While the primary intention was to study this data as a time series in a statistical analysis, it can also be used for geospatial analysis and mapping. Using the wide file, I created the map in the header of this post, which depicts the total retail index for February 2022 for each country, where the value represents the duty station within the country (usually the capital city). I grabbed some boundaries from Natural Earth and joined the data to it using the ISO code. I classified the data using natural breaks, but manually adjusted the top level category to include all countries with a value greater than or equal to the base value of 100.

There were only five duty stations that were more expensive than New York, with values between 102 and 124: Tokyo, Ashkhabad (Turkmenistan), Singapore, Beirut, and Hong Kong. Beijing and Geneva were equivalent in price at 100. The least expensive stations with values between 52 and 69 were: Caracas (Venezuela), Tripoli, Damascus, Ankara (Turkey), Bucharest (Romania), Mbabane (Eswatini – formerly Swaziland), and Sofia (Bulgaria). There appears to be regional clustering of like values, although I didn’t run any tests. The station in the US that’s measured relative to NYC is Washington DC (index value of 89).
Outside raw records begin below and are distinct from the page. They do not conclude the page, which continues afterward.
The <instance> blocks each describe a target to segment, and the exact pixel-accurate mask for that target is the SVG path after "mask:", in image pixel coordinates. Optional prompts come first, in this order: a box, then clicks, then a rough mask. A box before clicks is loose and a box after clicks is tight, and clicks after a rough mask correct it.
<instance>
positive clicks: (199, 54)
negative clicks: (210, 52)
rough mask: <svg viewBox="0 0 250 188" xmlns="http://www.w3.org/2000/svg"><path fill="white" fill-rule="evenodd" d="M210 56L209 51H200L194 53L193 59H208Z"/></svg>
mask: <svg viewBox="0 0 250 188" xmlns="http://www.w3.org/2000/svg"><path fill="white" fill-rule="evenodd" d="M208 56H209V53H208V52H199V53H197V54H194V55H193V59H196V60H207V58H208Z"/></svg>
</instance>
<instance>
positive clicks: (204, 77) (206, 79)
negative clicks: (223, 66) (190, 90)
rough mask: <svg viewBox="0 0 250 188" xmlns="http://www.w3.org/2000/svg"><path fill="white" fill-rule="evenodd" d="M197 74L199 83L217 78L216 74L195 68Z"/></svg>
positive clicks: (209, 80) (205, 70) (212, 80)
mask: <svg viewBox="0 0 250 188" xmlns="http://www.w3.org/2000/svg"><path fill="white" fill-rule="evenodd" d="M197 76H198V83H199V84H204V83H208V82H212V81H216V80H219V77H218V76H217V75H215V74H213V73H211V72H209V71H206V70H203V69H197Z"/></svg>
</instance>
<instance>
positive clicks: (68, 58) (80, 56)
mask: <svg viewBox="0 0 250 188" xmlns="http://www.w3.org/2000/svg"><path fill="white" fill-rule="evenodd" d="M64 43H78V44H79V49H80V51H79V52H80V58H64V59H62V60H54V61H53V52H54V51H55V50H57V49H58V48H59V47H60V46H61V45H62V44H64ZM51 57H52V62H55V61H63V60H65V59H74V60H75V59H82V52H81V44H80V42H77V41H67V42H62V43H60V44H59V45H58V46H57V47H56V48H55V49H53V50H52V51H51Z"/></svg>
The final datasets and code used to generate them are available on GitHub, and we’ll update it at least once, if not a couple times, a year. We are not providing the original month / year macro spreadsheets; if you want those you should register with the UN ICSC and access them there. If you’re using our data files, you should still register with them, as they would like to be aware of how their data is being used.

We will post additional projects, datasets, and code in individual repos as we create them, linked to from our main page. I’m working on creating a basic metadata profile for our lab, so we’ll provide structured metadata for each of our datasets in the near future.